As far as the indexing issues you mentioned, I'm not a python guy, so I can't recommend a drop in solution. But I have indexed pretty massive string datasets, and you definitely want to select an index method that was specifically devised for the key/value datatype you intend to ingest. So hashmaps are probably out :) It would also pay to adapt either the implementation or the data itself. For example, say you had a bunch of font file name you wanted to index (XyzSans.otf, AsdfSans.otf, AsdfSerif.otf, etc): a prefix tree would be a pretty good fit, especially if you reversed all the strings.
1. Postgresql supports indexing to make regex searches faster from v9.3 (the current version is 13): https://www.postgresql.org/docs/12/pgtrgm.html . However, it makes them faster only in some (simpler) cases, in others we are back to plain old full table scan.

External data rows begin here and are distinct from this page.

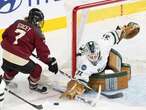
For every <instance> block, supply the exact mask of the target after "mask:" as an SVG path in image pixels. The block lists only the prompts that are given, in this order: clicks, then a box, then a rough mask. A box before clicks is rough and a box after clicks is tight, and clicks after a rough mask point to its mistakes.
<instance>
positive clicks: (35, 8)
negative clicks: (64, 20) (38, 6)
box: [28, 8, 44, 28]
mask: <svg viewBox="0 0 146 110" xmlns="http://www.w3.org/2000/svg"><path fill="white" fill-rule="evenodd" d="M28 22H29V23H30V24H32V25H34V26H37V27H39V28H42V27H43V25H44V14H43V12H42V11H41V10H39V9H37V8H32V9H31V10H30V11H29V16H28Z"/></svg>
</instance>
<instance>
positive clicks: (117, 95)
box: [32, 54, 123, 99]
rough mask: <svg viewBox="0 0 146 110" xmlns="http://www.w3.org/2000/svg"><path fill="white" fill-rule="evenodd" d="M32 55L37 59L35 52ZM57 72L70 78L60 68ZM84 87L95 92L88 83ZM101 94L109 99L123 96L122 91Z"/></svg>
mask: <svg viewBox="0 0 146 110" xmlns="http://www.w3.org/2000/svg"><path fill="white" fill-rule="evenodd" d="M32 56H34V57H35V58H37V59H39V58H38V57H37V56H36V55H35V54H32ZM59 72H60V73H61V74H62V75H64V76H67V77H68V78H69V79H72V77H71V76H70V75H68V74H67V73H65V72H63V71H62V70H59ZM84 86H85V87H87V88H88V89H90V90H92V91H94V92H96V91H95V90H94V89H92V88H91V87H89V86H88V85H85V84H84ZM101 95H103V96H105V97H107V98H109V99H115V98H120V97H123V93H122V92H119V93H115V94H105V93H103V92H101Z"/></svg>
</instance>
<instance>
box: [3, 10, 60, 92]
mask: <svg viewBox="0 0 146 110" xmlns="http://www.w3.org/2000/svg"><path fill="white" fill-rule="evenodd" d="M43 24H44V14H43V13H42V11H41V10H39V9H37V8H33V9H31V10H30V11H29V15H28V17H26V18H25V19H24V20H17V21H15V22H14V23H13V24H12V25H10V26H9V27H8V28H7V29H6V30H5V31H4V33H3V34H2V42H1V46H2V49H3V64H2V69H3V70H4V77H3V78H4V80H5V82H6V84H9V83H10V82H11V80H12V79H13V78H14V77H15V76H16V75H17V73H18V72H22V73H28V74H30V75H29V77H28V81H29V88H30V89H31V90H35V91H39V92H46V91H47V88H45V87H43V86H41V85H39V84H38V81H39V80H40V75H41V72H42V67H41V66H40V65H39V64H37V63H35V62H34V61H32V60H31V59H30V58H29V57H30V56H31V55H32V52H33V51H34V50H36V53H37V57H38V58H39V59H40V60H41V61H42V62H44V63H45V64H47V65H48V66H49V70H50V71H51V72H53V73H55V74H56V73H57V72H58V65H57V62H56V59H55V58H54V57H50V56H49V55H50V50H49V48H48V47H47V45H46V44H45V37H44V35H43V34H42V31H41V28H42V27H43Z"/></svg>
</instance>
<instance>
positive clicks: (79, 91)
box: [60, 80, 85, 100]
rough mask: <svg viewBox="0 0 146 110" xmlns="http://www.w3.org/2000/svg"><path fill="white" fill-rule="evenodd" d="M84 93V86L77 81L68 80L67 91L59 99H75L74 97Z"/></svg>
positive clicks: (73, 80) (78, 95) (84, 89)
mask: <svg viewBox="0 0 146 110" xmlns="http://www.w3.org/2000/svg"><path fill="white" fill-rule="evenodd" d="M84 91H85V88H84V86H83V85H82V84H81V83H80V82H79V81H77V80H70V81H69V82H68V84H67V90H66V91H65V92H64V93H63V94H62V95H61V96H60V98H63V97H65V98H68V99H70V100H71V99H75V97H76V96H79V95H82V94H83V93H84Z"/></svg>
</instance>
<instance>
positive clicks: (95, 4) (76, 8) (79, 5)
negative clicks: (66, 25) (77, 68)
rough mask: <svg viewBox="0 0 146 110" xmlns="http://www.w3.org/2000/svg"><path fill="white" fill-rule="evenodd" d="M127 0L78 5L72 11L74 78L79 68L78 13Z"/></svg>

2. Speaking of full table scan, it is not that bad of an option, the average list of file paths for a torrent file is approximately 6 KB, that's 300 GB per 50 mln torrents, that's completely within reach of some VPS providers (like BuyVM). Still, up to a few minutes per one pass.
3. So, unless I find some efficient technology for regex search in large volumes of text, I would be able to implement only "offline" search (submit query, receive link to search results in 5-30 minutes, depending on server load).
4. Another option would be to provide listings of files for downloading as csv files (torrent_id, filepath) and let user to use command line for searching (or some text viewer/editor, though most popular ones still load all contents into ram). Compressed size would be around 1 KB per one torrent file, that's near 50 GB per 50m torrents.
Give that second link a closer look if you change your mind. It demonstrates a way of indexing 1.6 billion 80B strings in 24GB, and then returning the result of a fixed string search in 100ms. That is the reward you get when you venturing outside of the LAMP stack: less resource consumption, greater performance, increased utility.